Let's try to show that the closure of a "smaller" symmetric operator is the desired self-adjoint operator. (A self-adjoint operator is always closed.) Take $\Delta = H_0$ just on the domain of the test-functions $D(\Delta) = \mathcal{C}_0^\infty$ (dense in $L^2$) as a starting point. It is clearly symmetric as twice partial integration shows. Now every symmetric operator is closable, i.e. it has a smallest closed extension $\overline{\Delta}$ on some larger domain $D(\overline{\Delta}) \supset D(\Delta)$.

To construct the closure operator take all $x \in L^2$ s.t. a sequence $\{x_n\} \subset D(\Delta)$ that converges to $x$ (in $L^2$-norm) also has $\{\Delta x_n\}$ converging to some $y \in L^2$ (in $L^2$-norm).

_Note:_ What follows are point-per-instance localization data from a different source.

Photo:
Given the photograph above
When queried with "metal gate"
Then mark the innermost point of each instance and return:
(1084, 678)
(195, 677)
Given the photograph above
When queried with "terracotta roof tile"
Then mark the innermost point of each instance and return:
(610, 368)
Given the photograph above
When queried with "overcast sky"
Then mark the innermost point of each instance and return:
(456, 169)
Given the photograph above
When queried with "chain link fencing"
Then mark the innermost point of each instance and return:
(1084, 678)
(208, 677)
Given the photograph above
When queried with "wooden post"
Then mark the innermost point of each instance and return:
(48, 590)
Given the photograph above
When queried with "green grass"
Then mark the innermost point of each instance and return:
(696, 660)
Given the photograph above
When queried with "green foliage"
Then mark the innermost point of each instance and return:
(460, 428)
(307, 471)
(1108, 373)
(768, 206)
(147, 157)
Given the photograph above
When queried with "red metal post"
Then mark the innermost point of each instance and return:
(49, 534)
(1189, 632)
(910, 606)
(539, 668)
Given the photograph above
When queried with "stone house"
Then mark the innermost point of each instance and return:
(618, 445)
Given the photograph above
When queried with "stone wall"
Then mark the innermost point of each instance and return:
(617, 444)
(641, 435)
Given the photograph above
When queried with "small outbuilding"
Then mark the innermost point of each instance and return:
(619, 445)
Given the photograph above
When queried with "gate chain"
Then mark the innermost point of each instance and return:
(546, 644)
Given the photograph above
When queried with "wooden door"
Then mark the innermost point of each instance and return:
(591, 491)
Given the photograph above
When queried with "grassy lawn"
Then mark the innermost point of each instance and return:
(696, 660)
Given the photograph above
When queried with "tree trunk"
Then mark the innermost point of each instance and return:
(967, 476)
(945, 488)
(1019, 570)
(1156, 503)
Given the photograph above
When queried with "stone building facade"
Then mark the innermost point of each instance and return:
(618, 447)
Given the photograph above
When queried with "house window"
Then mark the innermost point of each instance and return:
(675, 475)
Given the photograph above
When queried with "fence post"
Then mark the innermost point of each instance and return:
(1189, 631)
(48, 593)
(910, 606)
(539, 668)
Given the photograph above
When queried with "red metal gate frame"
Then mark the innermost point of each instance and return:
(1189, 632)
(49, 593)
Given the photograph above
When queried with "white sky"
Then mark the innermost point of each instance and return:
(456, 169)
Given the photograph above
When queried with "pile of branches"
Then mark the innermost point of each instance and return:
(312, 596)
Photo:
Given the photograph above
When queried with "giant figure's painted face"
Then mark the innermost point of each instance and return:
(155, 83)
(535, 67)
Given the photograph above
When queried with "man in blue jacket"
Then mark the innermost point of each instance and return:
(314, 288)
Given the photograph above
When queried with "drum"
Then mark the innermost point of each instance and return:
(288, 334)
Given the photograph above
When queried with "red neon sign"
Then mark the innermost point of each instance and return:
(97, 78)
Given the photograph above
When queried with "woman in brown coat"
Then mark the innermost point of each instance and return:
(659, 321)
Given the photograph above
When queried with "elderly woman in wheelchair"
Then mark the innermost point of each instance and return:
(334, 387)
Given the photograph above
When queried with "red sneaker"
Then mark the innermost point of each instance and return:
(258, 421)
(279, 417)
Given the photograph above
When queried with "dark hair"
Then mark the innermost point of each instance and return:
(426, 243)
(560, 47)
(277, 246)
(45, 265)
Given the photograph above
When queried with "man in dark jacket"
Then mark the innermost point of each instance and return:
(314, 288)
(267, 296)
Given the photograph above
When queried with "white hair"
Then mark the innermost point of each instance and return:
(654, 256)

We set $\overline{\Delta}x=y$ and thus define the extension. (This is unique, i.e. does not depend on the selected sequence, because the operator is symmetric.)

To get the domain of the closure operator we need to collect all these $x$. Putting the two convergences together it says we take all $x$ that have correponding sequences $\{x_n\} \subset D(\Delta)$ converging to $x$ but w.r.t to the stronger norm $\|x\|_\Delta = \|x\|_2 + \|\Delta x\|_2$. (This is called the graph norm of $\Delta$.) But the closure of the test functions w.r.t. to this graph norm is just the Sobolev space $H^2$ of twice weakly (not distributionally) differentiable functions. So this is our new domain $D(\overline\Delta) = H^2$ and we suspect this is the right domain for a self-adjoint operator.

For self-adjointness we need $D(\overline\Delta) = D(\overline\Delta^*)$ so the domains of the operator and its adjoint must coincide. The domain of the adjoint is defined as $$ D(\overline\Delta^*) = \{ x\in L^2 | \exists y \in L^2 \,\forall z \in D(\overline\Delta) : \langle \overline\Delta z,x \rangle = \langle z,y \rangle \}. $$

But this is just the definition for twice weakly differentiation with the additional condition that the second (weak) derivative $y$ is still in $L^2$ (because we are not using test functions $z$). So $x \in L^2$ and $y = \overline\Delta x \in L^2$ and thus $$ D(\overline\Delta^*) = H^2 = D(\overline\Delta) $$ $\Box$